A situação é mais frequente durante o verão, sobretudo após passeios nas horas de maior calor, viagens de carro, permanência em espaços mal ventilados ou exercício físico intenso. Algumas raças braquicefálicas, como Bulldogs, Pugs ou Gatos Persas, bem como animais séniores, obesos ou com doenças cardíacas e respiratórias, apresentam um risco ainda maior.

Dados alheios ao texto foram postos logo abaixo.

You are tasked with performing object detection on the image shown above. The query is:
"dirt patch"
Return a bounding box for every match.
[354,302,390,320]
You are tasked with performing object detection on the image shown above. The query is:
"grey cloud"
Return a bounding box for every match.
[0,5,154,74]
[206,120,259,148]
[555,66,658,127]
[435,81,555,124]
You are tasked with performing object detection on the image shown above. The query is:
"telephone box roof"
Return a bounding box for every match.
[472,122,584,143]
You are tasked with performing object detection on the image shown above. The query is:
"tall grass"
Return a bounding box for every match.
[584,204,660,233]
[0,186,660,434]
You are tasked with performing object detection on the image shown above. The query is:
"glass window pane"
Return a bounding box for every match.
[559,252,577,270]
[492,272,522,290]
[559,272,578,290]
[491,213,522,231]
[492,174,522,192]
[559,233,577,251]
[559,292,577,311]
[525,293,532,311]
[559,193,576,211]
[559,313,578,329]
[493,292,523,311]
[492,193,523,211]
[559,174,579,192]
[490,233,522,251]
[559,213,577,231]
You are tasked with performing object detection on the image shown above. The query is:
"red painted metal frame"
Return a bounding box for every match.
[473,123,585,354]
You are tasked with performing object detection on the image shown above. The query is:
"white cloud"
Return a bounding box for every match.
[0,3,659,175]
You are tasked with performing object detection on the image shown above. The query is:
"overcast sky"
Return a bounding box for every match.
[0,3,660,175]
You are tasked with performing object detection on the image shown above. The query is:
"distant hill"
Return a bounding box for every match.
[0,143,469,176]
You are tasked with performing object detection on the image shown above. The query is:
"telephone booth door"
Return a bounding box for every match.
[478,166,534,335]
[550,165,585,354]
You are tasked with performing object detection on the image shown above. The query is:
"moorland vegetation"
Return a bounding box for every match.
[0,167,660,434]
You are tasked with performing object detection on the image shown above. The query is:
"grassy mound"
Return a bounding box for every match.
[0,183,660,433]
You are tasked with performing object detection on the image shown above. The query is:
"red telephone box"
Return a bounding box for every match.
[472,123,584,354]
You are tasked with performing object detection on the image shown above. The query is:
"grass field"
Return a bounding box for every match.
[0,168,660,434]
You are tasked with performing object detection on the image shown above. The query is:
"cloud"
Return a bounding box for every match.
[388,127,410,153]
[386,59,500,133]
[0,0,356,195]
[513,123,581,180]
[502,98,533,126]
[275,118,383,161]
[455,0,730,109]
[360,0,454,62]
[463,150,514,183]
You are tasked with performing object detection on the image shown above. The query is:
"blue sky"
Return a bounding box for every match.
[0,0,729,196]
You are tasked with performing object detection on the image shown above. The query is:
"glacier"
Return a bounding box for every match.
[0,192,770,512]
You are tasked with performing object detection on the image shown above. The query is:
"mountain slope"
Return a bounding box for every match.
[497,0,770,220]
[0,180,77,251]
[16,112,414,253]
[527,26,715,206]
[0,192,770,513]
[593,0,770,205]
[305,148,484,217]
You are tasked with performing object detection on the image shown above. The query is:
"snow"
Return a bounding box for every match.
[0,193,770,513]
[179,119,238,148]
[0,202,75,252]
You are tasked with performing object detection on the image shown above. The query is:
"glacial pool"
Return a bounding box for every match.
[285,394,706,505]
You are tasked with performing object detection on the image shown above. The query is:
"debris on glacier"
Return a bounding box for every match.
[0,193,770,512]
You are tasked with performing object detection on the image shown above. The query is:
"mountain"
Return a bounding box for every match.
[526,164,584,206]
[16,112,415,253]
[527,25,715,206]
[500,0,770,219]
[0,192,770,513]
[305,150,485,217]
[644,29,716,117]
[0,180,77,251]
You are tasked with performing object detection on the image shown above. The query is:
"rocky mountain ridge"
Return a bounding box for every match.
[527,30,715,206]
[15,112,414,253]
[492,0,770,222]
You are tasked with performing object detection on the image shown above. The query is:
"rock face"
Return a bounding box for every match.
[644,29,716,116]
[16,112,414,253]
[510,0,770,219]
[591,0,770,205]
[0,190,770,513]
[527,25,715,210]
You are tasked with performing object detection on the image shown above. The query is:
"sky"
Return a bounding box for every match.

1. Respiração ofegante ou muito acelerada
Nos cães, este é normalmente o primeiro sinal de alerta. Se o animal estiver a arfar de forma intensa, mesmo depois de descansar ou estar à sombra, pode estar a ter dificuldade em controlar a temperatura corporal. Nos gatos, a respiração de boca aberta é muito menos comum e deve ser encarada como um sinal de urgência.

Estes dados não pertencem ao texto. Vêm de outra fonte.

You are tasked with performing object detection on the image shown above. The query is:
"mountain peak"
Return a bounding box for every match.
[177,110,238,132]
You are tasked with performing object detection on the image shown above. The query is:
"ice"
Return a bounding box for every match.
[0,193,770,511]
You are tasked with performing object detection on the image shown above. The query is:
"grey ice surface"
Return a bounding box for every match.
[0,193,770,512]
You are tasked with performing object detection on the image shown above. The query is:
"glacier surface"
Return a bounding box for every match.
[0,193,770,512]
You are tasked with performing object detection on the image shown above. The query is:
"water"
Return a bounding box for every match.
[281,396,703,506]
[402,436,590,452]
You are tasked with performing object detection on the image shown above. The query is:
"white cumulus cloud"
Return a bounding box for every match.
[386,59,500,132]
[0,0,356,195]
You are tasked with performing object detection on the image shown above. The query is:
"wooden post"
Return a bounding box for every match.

2. Salivação excessiva e gengivas muito vermelhas
Quando a temperatura corporal aumenta demasiado, é frequente surgir uma produção exagerada de saliva. Ao mesmo tempo, as gengivas podem ficar muito vermelhas ou, em fases mais avançadas, assumir uma coloração arroxeada ou azulada, indicando falta de oxigenação.
3. Fraqueza, desorientação ou dificuldade em andar
Um animal com insolação pode parecer cansado de repente, tropeçar, cambalear ou mostrar-se confuso. Alguns deixam simplesmente de querer andar ou de responder aos estímulos habituais. Este é um sinal de que o calor já está a afetar o sistema nervoso e exige assistência veterinária imediata.
4. Vómitos ou diarreia
O excesso de calor também pode afetar o aparelho digestivo. Vómitos, diarreia e perda de apetite são sintomas relativamente frequentes e, em casos mais graves, podem surgir vestígios de sangue. Quando associados a outros sinais de sobreaquecimento, nunca devem ser desvalorizados.
5. Colapso ou perda de consciência
É o sinal mais grave de todos. Quando a temperatura corporal ultrapassa níveis críticos, o animal pode sofrer convulsões, colapsar ou perder a consciência. Nesta fase, existe risco de falência de órgãos e a vida do animal está seriamente comprometida.
O que fazer se detetar algum destes sinais?
Se suspeitar que o seu cão ou gato está a sofrer uma insolação, leve-o imediatamente para um local fresco e à sombra. Pode arrefecer gradualmente o corpo com água fresca (nunca gelada), sobretudo nas patas, abdómen e pescoço, e disponibilizar água para beber, sem o forçar.
O mais importante é contactar o seu médico veterinário ou dirigir-se de imediato a um hospital. Mesmo que o animal pareça recuperar, podem existir lesões internas que só são detetadas através de avaliação clínica.
Na dúvida, a prevenção continua a ser a melhor opção. Evitar passeios nas horas de maior calor, nunca deixar animais dentro de carros estacionados, garantir acesso permanente a água fresca e sombra e limitar o exercício físico nos dias mais quentes são medidas simples que podem salvar vidas.